Multiple Hindered Rotators in a Gyroscope-Inspired Tribenzylamine Hemicryptophane

A gyroscope-inspired tribenzylamine hemicryptophane provides a vehicle for exploring the structure and properties of multiple p-phenylene rotators within one molecule. The hemicryptophane was synthesized in three steps in good overall yield using mild conditions. Three rotator-forming linkers were cyclized to form a rigid cyclotriveratrylene (CTV) stator framework, which was then closed with an amine. The gyroscope-like molecule was characterized by 1H NMR and 13C NMR spectroscopy, and the structure was solved by X-ray crystallography.
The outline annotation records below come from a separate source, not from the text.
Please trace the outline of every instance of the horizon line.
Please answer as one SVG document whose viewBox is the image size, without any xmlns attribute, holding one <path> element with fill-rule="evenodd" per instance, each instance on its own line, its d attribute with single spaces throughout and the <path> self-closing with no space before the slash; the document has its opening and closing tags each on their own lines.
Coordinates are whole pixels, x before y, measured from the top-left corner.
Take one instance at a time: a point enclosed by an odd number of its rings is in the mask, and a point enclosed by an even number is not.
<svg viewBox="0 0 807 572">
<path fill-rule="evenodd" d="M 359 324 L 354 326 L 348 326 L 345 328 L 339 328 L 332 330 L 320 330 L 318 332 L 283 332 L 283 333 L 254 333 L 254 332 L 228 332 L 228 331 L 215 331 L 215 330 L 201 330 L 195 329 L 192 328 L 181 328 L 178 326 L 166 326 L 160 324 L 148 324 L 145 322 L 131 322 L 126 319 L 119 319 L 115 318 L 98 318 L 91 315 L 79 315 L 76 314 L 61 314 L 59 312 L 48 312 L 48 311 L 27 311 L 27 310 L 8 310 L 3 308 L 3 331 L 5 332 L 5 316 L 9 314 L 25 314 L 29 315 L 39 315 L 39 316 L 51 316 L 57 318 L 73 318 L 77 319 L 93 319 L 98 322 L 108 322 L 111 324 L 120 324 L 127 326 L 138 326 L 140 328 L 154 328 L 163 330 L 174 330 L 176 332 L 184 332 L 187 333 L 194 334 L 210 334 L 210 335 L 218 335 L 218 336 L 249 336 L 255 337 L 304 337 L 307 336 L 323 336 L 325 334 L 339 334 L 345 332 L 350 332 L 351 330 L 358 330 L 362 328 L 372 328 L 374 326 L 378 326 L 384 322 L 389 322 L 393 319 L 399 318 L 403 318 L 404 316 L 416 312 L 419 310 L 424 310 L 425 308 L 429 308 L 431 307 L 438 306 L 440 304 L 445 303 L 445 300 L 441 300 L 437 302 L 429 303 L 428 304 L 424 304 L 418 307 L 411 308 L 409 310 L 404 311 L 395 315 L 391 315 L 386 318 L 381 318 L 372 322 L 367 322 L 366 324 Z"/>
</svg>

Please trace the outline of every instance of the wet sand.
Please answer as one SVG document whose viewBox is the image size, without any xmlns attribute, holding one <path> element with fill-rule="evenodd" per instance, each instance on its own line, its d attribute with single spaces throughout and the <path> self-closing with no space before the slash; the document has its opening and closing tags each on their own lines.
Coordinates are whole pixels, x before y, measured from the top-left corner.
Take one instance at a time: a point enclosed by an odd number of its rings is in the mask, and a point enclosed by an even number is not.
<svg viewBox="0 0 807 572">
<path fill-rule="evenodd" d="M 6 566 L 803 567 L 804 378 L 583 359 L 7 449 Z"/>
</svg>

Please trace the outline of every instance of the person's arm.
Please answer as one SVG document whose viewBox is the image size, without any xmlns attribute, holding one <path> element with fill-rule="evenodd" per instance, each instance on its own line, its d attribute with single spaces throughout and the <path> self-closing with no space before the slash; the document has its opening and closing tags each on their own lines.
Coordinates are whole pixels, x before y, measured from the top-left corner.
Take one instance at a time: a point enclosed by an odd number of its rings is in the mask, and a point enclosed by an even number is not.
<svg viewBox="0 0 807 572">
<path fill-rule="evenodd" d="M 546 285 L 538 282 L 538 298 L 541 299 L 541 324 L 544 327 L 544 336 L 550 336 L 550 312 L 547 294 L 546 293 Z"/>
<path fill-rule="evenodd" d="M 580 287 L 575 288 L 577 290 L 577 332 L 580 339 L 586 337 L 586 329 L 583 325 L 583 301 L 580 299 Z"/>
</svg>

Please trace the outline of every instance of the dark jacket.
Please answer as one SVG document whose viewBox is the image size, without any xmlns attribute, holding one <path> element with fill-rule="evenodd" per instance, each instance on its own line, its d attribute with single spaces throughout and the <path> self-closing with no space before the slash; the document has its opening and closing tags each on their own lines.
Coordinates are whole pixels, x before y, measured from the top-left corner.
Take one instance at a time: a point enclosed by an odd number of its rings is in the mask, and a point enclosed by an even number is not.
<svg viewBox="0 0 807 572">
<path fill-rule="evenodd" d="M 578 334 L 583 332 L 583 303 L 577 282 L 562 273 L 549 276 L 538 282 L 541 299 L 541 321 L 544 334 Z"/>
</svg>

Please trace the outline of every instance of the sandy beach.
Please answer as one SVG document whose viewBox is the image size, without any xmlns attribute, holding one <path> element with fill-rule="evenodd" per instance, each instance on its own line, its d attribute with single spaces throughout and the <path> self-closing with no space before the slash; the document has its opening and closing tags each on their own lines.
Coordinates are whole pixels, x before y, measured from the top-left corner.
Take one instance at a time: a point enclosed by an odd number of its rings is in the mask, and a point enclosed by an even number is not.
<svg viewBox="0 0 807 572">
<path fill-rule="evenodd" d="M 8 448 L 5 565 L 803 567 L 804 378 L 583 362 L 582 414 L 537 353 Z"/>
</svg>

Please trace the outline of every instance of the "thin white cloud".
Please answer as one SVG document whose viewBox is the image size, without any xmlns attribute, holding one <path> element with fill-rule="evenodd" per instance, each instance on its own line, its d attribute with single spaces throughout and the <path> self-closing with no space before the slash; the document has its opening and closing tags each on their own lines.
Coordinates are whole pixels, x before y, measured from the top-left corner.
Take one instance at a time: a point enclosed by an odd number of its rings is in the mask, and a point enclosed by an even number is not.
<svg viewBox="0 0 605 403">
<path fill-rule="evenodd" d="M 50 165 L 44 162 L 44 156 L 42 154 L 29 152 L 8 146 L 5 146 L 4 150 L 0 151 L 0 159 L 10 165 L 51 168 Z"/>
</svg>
The rigidity of the two-component CTV-trismethylamine stator was investigated by 1H variable-temperature (VT) NMR experiments and molecular dynamics simulations. These techniques identified gyration of the three p-phenylene rotators on the millisecond time scale at −93 °C, with more dynamic but still hindered motion at room temperature (27 °C). The activation energy for the p-phenylene rotation was determined to be ∼10 kcal mol−1. Due to the propeller arrangement of the p-phenylenes, their rotation is hindered but not strongly correlated. The compact size, simple synthetic route, and molecular motions of this gyroscope-inspired tribenzylamine hemicryptophane make it an attractive starting point for controlling the direction and coupling of rotators within molecular systems.